Additionally, the HASMCs were transfected with miR-1 mimics (30 and 100 pmol) and IGF1-specific siRNA, and the IGF1 protein levels were quantified by western blot analysis. Fig. 3E shows the step-wise downregulation of IGF1 expression in the HASMCs transfected with an increasing amount of miR-1 mimics (30 and 100 pmol). The silencing effect of transfection with 100 pmol of the miR-1 mimics was comparable with that of transfection with 100 pmol of the anti-IGF1 siRNA.

The HAMSCs were transfected with the miR-1 mimics (30 and 100 pmol) and anti-IGF1 siRNA prior to the proliferation assay. MTT assay was used to measure cell proliferation. The results revealed that the exogenous overexpression of miR-1 significantly inhibited the proliferation of the HAMSCs (Fig. 3). After incubation for 48 h, significant inhibitory effects on cell proliferation were observed in the cells transfected with the miR-1 mimis or with anti-IGF1 siRNA compared with those transfected with the negative control. In the HASMCs, the inhibitory rates were 75% (anti-IGF1 siRNA), 22% (30 pmol miR-1 mimics) and 80% (100 pmol miR-1 mimics) following incubation for 48 h (Fig. 3F).
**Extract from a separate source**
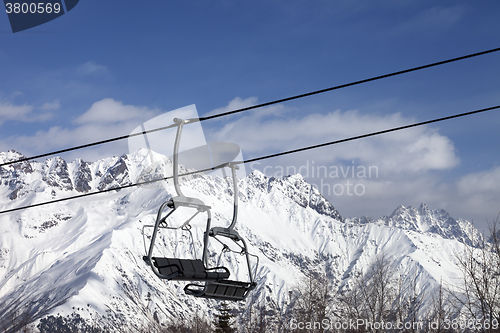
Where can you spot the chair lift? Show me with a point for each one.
(216, 284)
This suggested that the overexpression of miR-1 inhibited the proliferation of the VSMCs in vitro. Furthermore, we performed Transwell invasion assay with the cells being treated with mitomycin C that was used to eliminate the possible effect of cell growth on cell invasion. The results revealed that the inhibition of miR-1 in the HASMCs did not affect cell invasiveness (data not shown).

We examined the SHR-VSMCs and WKY-VSMCs to determine the expression patterns of IGF1 in these cells. The IGF1 mRNA expression levels were measured by RT-qPCR, and we found that the mRNA levels of IGF1 in the WKY-VSMCs were significantly lower than those in the SHR-VSMCs (Fig. 4B). The IGF1 protein levels were also measured using western blot anlaysis. The results revealed that the protein expression levels of IGF1 in the SHR-VSMCs were substantitally higher than those in the WKY-VSMCs (Fig. 4A).

VSMCs were isolated from the vascular tissue collected from 6 patients (hypertension, 3; normal blood pressure, 3) who had undergone open aortic arch reconstruction that required aortic dissection (HTN-VSMCs vs. normal-VSMCs). The mRNA and protein expression levels of IGF1 were compared between the 2 groups of cells by RT-qPCR and western blot analysis. We found that both the protein and mRNA expression levels of IGF1 were markedly higher in the HTN-VSMCs than in the normal-VSMCs (Fig. 5B and C, respectively). Similarly, the expression levels of miR-1 were significantly lower in the HTN-VSMCs than in the normal-VSMCs (Fig. 5A).

As IGF1 functions as an anti-apoptotic protein and the exogenous expression of miR-1 causes a reduction in the enzyme (21), we examined the effects of miR-1 on the apoptosis of HASMCs by flow cytometry. We found that transfection of the cells with miR-1 mimics and anti-IGF1 siRNA promoted the apoptosis of HASMCs (Fig. 6).